I would recommend 10w-30 Mobil 1. I used to use 5w-30 and actually noticed a difference in performance with my car with the thinner oil BUT the upper end of my engine was starting to get noisy with mileage. When I switched to 10w-30 my engine was much quieter. If you have high miles I would use 10w-30. Especially down south. I have talked to Nissan techs about this and they agreed. As for the manual transaxle, I use mt-90 and was very pleased with the results. No gear clash, no missed shifts, and is smoother shifting. I highly recommend it.


----------



## Guest (Jun 24, 2002)

*zMAX-sucks*

Subculture does it again!


----------



## 92 Sinatra (Jul 9, 2002)

*Oil & filter*

I've got a GA16DE. I've used Bosch filters occasionally, but I don't think you can beat the stock Nissan filters.

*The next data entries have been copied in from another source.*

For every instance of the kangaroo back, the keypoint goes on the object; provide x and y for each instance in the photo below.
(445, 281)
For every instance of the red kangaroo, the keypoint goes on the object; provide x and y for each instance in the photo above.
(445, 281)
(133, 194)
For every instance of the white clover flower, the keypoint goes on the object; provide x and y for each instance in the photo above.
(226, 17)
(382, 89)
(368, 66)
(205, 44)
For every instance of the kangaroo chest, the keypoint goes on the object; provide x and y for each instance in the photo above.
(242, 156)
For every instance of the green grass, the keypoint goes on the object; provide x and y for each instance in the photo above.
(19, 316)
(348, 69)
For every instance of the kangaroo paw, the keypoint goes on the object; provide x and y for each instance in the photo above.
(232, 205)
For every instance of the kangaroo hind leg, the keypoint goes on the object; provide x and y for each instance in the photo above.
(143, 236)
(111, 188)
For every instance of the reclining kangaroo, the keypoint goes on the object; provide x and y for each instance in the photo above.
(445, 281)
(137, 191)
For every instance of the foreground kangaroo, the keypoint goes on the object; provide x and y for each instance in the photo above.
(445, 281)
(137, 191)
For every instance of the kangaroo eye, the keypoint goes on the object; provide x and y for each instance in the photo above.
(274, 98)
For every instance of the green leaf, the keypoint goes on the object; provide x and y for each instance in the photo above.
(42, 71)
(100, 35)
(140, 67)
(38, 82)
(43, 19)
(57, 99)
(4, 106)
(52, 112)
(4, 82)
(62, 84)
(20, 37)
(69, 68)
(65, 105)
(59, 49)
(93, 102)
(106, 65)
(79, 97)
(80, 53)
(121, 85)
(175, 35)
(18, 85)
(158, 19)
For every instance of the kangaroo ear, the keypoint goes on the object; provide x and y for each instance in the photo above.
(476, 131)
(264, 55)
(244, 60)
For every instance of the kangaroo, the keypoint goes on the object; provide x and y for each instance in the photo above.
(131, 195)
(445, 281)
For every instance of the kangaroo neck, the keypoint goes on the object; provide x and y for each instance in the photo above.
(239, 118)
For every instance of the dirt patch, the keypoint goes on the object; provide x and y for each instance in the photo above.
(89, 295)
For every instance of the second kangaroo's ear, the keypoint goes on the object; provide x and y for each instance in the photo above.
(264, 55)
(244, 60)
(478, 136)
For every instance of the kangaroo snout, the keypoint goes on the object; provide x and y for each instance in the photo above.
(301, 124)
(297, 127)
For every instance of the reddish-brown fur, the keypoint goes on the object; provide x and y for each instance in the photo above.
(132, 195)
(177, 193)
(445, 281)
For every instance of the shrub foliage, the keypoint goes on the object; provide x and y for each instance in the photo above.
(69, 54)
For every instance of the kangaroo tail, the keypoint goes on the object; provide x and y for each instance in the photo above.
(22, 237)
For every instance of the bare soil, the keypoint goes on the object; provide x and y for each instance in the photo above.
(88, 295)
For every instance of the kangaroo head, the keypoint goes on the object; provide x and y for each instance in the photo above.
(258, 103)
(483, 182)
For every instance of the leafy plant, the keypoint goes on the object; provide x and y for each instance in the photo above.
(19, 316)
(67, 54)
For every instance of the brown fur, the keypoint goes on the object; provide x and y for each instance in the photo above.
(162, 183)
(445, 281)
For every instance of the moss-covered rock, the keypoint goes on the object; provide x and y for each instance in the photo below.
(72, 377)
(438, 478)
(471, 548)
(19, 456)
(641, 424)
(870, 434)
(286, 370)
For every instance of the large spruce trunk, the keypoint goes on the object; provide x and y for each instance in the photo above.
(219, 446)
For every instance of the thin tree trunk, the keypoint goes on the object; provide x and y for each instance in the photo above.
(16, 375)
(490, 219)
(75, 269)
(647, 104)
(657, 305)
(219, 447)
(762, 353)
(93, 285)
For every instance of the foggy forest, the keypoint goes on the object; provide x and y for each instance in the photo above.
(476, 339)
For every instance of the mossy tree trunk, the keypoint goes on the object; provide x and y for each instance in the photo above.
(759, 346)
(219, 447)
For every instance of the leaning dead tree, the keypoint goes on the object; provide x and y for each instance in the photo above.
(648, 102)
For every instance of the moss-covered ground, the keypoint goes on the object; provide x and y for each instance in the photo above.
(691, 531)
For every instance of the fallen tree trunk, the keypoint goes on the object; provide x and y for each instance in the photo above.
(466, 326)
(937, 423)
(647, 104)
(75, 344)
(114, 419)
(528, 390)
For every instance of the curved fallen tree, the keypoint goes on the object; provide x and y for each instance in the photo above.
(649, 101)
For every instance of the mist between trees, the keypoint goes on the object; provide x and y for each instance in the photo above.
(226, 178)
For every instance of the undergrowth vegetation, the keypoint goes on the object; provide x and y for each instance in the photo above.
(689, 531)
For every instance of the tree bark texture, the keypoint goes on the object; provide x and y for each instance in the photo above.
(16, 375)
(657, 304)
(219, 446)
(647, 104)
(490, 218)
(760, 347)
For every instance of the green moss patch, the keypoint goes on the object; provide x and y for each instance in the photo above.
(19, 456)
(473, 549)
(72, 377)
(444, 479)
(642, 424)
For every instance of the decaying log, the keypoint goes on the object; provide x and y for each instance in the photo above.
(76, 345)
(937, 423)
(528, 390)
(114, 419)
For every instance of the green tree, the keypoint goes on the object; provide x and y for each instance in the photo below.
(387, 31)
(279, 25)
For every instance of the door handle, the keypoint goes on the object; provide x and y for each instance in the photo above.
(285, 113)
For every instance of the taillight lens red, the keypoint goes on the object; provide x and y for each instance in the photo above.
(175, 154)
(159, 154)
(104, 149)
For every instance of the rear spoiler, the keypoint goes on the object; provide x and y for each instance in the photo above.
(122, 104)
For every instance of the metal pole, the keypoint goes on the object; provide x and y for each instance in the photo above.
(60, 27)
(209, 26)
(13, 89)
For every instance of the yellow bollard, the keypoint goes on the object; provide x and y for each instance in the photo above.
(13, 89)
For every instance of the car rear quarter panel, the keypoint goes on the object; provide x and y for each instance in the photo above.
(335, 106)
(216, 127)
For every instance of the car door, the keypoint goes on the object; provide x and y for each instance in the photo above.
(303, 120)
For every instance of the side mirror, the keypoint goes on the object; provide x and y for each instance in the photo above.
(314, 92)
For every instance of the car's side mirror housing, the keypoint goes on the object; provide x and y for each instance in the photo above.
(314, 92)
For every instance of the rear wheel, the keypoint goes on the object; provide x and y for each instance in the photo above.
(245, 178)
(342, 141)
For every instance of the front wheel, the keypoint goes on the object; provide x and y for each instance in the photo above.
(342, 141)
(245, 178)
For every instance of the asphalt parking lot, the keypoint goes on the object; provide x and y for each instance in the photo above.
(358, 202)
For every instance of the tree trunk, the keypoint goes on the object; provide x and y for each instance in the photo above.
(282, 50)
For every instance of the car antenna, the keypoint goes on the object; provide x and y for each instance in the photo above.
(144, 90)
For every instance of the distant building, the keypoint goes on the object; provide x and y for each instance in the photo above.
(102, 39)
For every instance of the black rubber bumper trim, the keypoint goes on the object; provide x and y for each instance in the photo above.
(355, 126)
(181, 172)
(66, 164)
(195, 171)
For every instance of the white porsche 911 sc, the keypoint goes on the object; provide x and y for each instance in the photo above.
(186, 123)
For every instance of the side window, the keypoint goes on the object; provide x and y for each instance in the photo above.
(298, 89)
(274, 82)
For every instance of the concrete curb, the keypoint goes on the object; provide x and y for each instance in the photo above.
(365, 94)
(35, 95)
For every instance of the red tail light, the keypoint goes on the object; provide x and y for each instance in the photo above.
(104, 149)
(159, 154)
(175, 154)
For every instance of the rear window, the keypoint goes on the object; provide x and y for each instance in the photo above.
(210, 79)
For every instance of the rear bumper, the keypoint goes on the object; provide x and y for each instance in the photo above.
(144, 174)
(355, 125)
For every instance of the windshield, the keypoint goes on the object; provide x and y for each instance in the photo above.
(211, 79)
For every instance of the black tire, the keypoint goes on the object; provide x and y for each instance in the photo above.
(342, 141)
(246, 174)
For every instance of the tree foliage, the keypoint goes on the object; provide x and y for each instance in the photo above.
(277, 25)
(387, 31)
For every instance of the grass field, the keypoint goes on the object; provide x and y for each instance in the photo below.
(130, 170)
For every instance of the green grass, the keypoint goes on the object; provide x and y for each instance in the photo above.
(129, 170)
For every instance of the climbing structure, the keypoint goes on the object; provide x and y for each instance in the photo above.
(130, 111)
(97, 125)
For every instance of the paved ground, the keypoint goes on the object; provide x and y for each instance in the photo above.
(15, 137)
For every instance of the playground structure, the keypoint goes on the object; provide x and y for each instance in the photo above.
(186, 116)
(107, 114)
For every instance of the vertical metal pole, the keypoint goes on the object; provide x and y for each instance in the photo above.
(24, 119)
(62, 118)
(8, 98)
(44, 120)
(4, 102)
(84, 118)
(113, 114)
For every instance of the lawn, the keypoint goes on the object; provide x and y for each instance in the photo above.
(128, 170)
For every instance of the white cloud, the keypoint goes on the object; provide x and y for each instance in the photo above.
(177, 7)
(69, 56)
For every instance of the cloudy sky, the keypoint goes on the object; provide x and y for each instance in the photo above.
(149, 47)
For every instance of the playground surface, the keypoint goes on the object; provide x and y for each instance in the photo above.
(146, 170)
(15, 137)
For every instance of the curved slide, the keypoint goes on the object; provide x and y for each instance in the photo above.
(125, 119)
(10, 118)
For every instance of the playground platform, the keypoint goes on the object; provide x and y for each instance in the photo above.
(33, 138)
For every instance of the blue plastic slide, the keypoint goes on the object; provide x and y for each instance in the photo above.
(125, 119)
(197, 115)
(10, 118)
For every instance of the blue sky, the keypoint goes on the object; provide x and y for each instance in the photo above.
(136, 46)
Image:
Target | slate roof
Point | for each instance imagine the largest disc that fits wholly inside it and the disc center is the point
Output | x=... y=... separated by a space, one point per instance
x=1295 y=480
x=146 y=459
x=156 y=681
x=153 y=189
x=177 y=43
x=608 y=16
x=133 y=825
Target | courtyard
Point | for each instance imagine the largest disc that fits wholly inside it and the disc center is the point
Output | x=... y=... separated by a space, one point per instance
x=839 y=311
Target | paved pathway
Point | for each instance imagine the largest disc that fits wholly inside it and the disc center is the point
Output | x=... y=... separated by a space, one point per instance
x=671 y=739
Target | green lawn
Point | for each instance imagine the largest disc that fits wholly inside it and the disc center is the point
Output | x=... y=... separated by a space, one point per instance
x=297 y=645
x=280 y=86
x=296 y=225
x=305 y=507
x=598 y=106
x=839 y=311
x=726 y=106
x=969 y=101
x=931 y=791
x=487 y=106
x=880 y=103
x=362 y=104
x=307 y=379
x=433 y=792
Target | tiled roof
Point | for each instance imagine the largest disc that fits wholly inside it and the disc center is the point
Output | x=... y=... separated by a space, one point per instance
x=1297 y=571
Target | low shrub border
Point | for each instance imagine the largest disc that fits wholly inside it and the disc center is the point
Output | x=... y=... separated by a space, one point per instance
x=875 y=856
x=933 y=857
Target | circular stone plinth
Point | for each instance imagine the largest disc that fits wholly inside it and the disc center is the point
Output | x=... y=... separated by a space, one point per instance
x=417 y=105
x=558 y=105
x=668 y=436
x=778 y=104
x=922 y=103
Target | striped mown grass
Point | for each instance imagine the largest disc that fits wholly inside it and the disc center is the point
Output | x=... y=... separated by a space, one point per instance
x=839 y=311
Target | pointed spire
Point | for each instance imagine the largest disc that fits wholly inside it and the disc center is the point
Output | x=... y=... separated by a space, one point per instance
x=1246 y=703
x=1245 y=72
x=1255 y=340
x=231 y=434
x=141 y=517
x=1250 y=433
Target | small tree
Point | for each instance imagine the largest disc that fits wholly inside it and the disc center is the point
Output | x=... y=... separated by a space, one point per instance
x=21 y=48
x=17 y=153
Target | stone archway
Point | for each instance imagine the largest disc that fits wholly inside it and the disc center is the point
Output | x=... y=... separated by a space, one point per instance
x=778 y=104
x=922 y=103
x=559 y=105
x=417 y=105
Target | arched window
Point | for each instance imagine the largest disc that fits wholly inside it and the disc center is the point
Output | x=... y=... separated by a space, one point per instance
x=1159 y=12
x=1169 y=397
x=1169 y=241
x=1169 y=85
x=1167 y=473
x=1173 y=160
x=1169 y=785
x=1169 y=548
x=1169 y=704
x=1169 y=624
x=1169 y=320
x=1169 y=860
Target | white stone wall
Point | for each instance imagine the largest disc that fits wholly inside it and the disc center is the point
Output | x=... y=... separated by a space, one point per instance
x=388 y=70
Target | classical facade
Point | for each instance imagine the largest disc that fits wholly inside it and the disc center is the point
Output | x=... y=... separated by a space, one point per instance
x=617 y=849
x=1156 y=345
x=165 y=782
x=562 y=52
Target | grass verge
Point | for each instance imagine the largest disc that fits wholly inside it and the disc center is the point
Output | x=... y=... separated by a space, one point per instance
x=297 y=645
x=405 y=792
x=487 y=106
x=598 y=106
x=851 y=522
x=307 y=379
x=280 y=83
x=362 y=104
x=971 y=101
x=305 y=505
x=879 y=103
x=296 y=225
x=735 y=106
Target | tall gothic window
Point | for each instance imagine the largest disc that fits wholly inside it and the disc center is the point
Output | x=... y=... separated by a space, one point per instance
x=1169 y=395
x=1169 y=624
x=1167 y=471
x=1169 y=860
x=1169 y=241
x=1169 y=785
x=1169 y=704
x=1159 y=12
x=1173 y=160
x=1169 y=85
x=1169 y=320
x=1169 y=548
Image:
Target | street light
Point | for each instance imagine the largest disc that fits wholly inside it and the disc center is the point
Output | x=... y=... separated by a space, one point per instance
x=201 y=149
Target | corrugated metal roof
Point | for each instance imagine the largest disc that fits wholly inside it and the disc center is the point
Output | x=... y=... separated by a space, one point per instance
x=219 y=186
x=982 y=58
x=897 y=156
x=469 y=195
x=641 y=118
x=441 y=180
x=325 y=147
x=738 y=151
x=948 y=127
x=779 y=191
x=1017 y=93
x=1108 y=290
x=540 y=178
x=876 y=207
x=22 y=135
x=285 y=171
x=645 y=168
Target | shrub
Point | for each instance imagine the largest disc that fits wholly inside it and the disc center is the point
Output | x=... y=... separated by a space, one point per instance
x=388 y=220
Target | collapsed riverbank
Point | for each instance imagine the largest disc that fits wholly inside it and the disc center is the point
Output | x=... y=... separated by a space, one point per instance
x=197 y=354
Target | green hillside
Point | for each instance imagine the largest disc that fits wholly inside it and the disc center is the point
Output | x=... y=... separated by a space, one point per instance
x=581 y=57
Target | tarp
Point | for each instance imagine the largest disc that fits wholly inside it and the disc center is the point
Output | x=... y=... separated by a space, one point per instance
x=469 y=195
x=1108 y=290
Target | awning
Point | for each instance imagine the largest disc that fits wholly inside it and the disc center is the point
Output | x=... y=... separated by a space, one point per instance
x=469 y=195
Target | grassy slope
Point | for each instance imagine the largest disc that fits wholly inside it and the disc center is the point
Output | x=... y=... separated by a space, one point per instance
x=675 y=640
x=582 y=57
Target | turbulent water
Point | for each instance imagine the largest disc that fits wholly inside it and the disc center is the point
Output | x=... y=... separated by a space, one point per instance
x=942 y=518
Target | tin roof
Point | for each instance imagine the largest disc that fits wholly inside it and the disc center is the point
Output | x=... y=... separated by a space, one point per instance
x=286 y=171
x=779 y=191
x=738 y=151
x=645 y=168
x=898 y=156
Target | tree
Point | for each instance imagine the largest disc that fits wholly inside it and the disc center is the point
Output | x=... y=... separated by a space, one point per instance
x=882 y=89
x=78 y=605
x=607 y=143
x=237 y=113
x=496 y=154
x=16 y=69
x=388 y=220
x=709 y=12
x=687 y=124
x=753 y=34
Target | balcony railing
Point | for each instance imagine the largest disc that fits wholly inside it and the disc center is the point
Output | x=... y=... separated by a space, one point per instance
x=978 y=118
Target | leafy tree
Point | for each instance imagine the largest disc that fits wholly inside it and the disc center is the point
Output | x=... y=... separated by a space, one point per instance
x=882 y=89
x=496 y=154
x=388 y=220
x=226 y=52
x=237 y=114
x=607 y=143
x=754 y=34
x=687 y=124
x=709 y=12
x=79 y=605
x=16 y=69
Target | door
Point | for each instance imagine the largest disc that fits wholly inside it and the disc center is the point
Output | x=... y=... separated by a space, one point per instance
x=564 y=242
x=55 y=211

Never run any oil in her crankcase except Castrol GTX. I use 20W-50 when it's hot here, which is about 9 months out of the year, ranging up to 113 in September a couple years ago; that same year, one night at ten o'clock it was 97!

During our "winters" (and often we go a whole year without a freeze)

Consumer Reports did an exhaustive oil test with a fleet of NYC cabs some years back, and after running them hard & breaking down all the engines, basically they concluded that as long as you get a good oil (Castrol, Quaker State, Pennzoil, Supeflo, Halvoline, etc) at the latest grade (currently SL, I think) in the weight that suits your climate, you should be fine. Just watch the level, change your filter, don't ever run dirty oil or cheap oil. If you feel better running an expensive synthetic (Mobil 1 or Syntec or whatever), fine--but this oil gets dirty like any other, so do NOT assume you can keep it in there longer.

But basically all oil additives (STP, Slick 50, whatever) are BAD news. Don't use 'em. A decent clean oil is the ticket.


----------



## 92 Sinatra (Jul 9, 2002)

*Lost train of thought*

Meant to say that during our "winters" I run 10W-30.


----------